Gus Dur jualah yang mencabut Instruksi Presiden (Inpres) Nomor 14 Tahun 1967. Inpres itu sempat melarang kegiatan adat-istiadat komunitas Tionghoa di lingkungan publik. Berkat Gus Dur, warga Tionghoa dapat menjalankan tradisinya dengan meriah, seperti tahun baru Imlek.
KOMPAS/ABDULLAH FIKRI ASHRI
Inayah Wahid, putri Gus Dur (berbaju hitam, tengah) bersama tokoh lintas iman berfoto dalam acara Haul Ke-13 Gus Dur di aula Gereja Bunda Maria, Kota Cirebon, Jawa Barat, Sabtu (28/1/2023) malam. Kegiatan yang dihadiri tokoh lintas iman dan berbagai komunitas itu untuk mengingat warisan nilai kemanusiaan dan keadilan dari Gus Dur.

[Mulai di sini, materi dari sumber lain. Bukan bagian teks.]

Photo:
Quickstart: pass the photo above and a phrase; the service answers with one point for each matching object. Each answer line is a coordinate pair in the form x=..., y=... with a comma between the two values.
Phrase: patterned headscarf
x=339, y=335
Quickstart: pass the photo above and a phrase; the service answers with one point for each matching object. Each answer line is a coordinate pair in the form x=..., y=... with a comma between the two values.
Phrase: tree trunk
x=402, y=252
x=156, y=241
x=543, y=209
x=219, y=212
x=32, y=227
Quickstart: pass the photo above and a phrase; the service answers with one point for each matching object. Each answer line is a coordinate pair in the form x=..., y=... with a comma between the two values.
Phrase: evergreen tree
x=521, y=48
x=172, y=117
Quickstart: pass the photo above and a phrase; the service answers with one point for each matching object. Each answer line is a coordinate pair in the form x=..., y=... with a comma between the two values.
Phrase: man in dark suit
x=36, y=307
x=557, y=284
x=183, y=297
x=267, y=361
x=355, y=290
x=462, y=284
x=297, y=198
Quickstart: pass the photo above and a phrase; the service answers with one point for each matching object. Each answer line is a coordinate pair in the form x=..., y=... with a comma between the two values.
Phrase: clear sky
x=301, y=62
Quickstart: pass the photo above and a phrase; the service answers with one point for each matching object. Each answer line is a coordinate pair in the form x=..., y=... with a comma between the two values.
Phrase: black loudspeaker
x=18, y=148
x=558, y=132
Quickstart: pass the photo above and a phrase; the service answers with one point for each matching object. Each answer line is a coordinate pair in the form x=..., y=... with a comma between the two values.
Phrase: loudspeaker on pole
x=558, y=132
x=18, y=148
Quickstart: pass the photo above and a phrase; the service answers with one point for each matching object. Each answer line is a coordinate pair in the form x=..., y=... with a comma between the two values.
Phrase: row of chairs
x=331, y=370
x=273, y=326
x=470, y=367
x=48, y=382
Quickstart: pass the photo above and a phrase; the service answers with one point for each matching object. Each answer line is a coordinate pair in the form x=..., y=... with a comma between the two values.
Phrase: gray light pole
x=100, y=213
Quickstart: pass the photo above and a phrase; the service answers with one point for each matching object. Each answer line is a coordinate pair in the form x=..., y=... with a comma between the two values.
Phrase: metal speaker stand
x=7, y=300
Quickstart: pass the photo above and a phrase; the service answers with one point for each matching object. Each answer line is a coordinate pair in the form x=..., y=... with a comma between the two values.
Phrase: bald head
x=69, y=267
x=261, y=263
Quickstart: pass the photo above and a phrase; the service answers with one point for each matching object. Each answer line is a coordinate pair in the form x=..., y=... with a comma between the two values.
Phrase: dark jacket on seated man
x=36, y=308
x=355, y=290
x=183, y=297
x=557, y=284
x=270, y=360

”Kalau orang yang berjuang untuk kepentingan kelompoknya sendiri itu banyak. Tapi, kalau yang berjuang untuk kelompok lain meski kehilangan banyak hal, itu sedikit. Gus Dur salah satunya,” ujar Inayah mengutip ungkapan KH Mustofa Bisri, salah satu sahabat Gus Dur.
Ia berharap para pejabat dan penegak hukum dapat meneladani Gus Dur yang tidak takut membela kelompok terpinggirkan. Apalagi, mereka punya kekuatan. ”Kalau mereka takut, bangsa kita bisa celaka,” ucap Inayah yang malam itu mengenakan pakaian serba hitam.